In Agarwal R. and colleagues study, all patients experienced chest pain with median (IQR) Visual Analogue Scale of 20 (10–30) mm and a range of 10–90 mm. Fever occurred in nine patients (four in the iodopovidone group and five in the talc group) and was self-limited. Two patients (one in each group) developed empyema, which was treated with antibiotics. None of the patients, in their study, developed ARDS, visual loss or hypotension associated with administration of either agent [16].

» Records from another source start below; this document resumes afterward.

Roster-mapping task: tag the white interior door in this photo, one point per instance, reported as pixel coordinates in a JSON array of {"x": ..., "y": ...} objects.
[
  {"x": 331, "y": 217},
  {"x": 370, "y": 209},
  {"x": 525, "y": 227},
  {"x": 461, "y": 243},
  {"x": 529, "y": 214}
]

Mohsen et al. agree with our results regarding post-operative complications as chest pain was the most common complications (4 cases only with talc pleurodesis) followed by fever (4 cases with talc pleurodesis, a single case with Povidone-iodine pleurodesis) but without a significant difference [4].
In their systematic review and meta-analysis, Agarwal R. and colleagues found that there were no deaths, acute respiratory distress syndrome (ARDS) or visual loss related with iodopovidone pleurodesis. They found that the complications reported of iodopovidone pleurodesis included chest pain and systemic hypotension [17].
Concerns that Povidone-iodine might be associated with visual loss were reported by Wagenfeld et al. in three cases during VATS [19]. However, authors used an unusual large amount of 200–500 ml of 10% Povidone-iodine [19]. They also noted that the safe amount to be used is 20 ml of 10% iodine, which is the amount that we have used in our study. As an additional safety precaution, we administered this dose in a diluted form (in normal saline).
The limitations of our study included the small sample size and not measuring the pH of the pleural fluid which can affect the success of pleurodesis as reported by some authors [20].